There Once was a Market
Just down the road and behind a John Wayne mural and a stone facade and a BBQ shack adorned with a rusty metal pig or maybe a cow – but probably a pig – was housed that convergence of convenience, character, and improvisation unique to small towns, a Market, The Market, rife with shelves upon shelves upon shelves of the essentials, nothing fancy, gummi butterflies and frogs, cheese balls, bulk spices, and, in spite of chicken breasts remarkable only in the variance of their size, one day gargantuan, the next, McNugget, and homemade BBQ that was a little too watery, one of the finest meat counters anyone could ask for tended to by people who clearly enjoyed their jobs and knew me only as “Runner Guy.”
But, things, as they are wont to do, changed a couple of years back when a stroke temporarily felled The Market’s mustachioed, heat-packing proprietor/butcher/real estate agent with an apparent aversion to corn starch in his BBQ sauce, and permanently slayed his (rumoured) designs of opening a BBQ restaurant in the downstairs section of the building (formerly home to a sewing machine repair shop); the writing, in retrospect, was on the wall and on John Wayne’s forehead and, indeed, it wouldn’t be long before the writing was on the sign that had, just a day prior, hawked BOGO Chips ‘n’ Dip, “Closing sale: 10% off entire store.”
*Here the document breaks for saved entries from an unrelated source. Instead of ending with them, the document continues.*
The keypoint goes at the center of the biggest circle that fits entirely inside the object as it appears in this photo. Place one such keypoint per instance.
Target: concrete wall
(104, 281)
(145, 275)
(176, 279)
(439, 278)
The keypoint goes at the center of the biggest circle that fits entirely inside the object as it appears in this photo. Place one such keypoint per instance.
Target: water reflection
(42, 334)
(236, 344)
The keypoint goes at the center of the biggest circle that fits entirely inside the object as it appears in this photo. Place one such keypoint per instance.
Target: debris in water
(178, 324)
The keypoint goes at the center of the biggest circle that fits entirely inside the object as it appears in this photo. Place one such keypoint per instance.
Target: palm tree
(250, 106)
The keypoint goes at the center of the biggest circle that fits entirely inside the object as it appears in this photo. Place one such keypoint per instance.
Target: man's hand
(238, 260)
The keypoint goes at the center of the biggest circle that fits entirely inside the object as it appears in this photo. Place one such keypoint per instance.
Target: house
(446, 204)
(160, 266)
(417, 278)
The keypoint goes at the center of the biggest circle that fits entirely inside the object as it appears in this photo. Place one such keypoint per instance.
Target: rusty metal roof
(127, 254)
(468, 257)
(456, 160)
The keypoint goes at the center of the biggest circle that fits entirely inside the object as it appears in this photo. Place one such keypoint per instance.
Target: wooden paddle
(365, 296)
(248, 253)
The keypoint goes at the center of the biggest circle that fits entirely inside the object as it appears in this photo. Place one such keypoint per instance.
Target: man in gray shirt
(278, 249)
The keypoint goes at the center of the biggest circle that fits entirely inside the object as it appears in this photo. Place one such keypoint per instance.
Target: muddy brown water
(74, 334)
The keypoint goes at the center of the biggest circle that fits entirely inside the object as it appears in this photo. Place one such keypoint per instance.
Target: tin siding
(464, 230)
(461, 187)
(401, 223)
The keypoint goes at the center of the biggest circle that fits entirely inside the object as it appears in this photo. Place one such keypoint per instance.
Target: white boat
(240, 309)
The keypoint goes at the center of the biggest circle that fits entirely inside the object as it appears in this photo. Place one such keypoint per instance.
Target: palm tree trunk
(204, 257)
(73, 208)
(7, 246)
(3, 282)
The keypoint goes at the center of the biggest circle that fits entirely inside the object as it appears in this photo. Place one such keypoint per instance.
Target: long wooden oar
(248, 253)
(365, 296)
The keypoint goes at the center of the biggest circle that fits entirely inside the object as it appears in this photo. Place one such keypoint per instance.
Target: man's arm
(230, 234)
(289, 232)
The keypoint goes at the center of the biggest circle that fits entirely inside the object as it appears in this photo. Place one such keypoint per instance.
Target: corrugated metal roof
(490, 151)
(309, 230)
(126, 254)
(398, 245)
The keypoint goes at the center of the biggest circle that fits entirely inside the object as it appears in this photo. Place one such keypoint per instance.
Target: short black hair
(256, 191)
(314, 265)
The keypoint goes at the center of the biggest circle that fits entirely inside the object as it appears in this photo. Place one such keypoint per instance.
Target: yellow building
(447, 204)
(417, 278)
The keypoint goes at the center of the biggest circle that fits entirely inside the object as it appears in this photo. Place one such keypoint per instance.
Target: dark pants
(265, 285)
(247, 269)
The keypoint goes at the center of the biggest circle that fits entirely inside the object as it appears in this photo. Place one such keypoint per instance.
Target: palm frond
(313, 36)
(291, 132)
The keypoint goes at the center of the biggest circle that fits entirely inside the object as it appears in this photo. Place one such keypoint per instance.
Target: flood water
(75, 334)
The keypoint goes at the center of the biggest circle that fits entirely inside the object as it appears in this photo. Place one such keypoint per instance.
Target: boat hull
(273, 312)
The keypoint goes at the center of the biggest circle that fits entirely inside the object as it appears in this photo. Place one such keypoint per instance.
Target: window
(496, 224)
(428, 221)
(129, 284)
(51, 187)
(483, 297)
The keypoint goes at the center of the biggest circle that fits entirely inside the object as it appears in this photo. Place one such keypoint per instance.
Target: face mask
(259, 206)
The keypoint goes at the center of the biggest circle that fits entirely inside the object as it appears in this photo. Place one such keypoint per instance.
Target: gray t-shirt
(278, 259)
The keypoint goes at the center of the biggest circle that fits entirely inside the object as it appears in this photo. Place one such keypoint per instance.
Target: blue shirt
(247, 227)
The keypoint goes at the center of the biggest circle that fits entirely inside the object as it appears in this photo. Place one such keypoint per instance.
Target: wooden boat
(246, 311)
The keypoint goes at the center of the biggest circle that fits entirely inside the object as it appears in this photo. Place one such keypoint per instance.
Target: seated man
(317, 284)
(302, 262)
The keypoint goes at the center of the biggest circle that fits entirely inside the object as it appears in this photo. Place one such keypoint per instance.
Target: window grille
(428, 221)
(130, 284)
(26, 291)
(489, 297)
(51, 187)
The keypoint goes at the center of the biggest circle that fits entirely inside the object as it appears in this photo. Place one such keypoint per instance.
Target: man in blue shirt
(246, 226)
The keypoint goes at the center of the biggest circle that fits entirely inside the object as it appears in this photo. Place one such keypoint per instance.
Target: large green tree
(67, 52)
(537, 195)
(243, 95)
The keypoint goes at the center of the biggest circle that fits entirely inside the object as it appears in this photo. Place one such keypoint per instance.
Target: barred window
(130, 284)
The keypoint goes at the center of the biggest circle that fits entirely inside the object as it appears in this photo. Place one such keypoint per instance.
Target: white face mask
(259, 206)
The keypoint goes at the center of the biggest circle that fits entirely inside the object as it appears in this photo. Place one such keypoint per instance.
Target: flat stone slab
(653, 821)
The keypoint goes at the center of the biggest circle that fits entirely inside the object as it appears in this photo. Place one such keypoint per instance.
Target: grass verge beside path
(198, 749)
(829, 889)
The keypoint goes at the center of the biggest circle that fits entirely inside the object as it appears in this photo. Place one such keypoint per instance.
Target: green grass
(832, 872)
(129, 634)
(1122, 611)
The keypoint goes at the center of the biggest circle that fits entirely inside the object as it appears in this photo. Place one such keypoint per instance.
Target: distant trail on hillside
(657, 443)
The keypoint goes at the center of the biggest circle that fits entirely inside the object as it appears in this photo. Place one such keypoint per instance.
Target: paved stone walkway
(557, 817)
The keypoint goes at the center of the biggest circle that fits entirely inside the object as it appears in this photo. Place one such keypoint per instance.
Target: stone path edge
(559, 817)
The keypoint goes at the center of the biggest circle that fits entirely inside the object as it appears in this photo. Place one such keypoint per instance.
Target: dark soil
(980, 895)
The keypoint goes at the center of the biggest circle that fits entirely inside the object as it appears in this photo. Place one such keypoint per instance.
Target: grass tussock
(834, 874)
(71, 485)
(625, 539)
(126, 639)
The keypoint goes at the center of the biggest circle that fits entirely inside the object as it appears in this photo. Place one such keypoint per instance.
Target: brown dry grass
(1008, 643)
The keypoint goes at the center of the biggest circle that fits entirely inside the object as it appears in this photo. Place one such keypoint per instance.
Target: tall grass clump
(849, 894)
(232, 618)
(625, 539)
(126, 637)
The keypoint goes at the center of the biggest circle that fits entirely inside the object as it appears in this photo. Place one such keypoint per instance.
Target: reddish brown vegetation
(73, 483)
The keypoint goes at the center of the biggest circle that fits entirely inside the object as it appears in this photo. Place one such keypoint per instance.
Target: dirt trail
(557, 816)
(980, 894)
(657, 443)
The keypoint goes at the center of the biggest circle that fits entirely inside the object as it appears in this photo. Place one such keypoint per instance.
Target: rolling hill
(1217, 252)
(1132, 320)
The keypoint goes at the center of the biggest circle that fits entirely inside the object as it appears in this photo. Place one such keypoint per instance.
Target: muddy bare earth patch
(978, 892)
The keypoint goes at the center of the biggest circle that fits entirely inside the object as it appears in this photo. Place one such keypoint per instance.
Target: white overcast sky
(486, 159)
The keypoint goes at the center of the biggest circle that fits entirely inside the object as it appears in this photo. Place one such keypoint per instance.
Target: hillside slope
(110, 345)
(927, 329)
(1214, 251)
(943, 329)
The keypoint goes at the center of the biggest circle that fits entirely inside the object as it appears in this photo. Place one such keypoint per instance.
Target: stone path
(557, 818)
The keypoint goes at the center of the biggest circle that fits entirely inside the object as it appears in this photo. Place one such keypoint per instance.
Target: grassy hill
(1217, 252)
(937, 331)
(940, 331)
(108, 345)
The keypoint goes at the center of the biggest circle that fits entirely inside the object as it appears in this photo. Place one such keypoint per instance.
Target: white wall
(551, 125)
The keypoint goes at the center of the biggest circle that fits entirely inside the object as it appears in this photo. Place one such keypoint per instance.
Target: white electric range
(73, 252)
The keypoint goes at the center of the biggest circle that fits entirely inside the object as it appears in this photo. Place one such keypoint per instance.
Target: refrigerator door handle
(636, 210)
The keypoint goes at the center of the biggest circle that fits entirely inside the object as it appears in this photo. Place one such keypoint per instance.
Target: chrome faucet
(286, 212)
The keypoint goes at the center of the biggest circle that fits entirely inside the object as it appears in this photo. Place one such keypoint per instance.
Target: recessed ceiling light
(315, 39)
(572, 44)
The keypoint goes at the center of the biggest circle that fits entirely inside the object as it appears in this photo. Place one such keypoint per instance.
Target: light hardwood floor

As the summer weeks wore on, the sale, like the temperature, increased in increments of ten percent until the day of the shuttering if not the acceptance – but at least we still have the Dollar Store, some said; a Dollar Store, which, because of corporate policies dictating their restocking capcities, was quickly depleted of staples and essentials and was staffed by people as dismayed about the vanishing of The Market as I – and it wasn’t long before the auctioneers and their attendant carrion descended to disembowel The Market of its shelving and the meat slicer and even the metal pig or maybe it was a cow but I think it was a pig, to pick at the bones of its character, before the interregnum of vacancy and scuttlebutt – it was going to be, it was going to be, just had to be, surely someone, surely – and then came the surveyors and, as temperatures dropped and winter descended, so too did The Someones, with their little flags and their backhoes and their Bell Store logo-adorned trucks to tranform The Market into nothing but a pile of multi-colored John Wayne bricks and cinder blocks pissed upon with sub-zero water by a blurry someone with a hose, the last flickers of its small-town character extinguished on the half-cocked march towards yet another franchise highway pit stop, a brick and mortar facade possessed of character found only in its decided lack thereof and capacity for rural metastasis.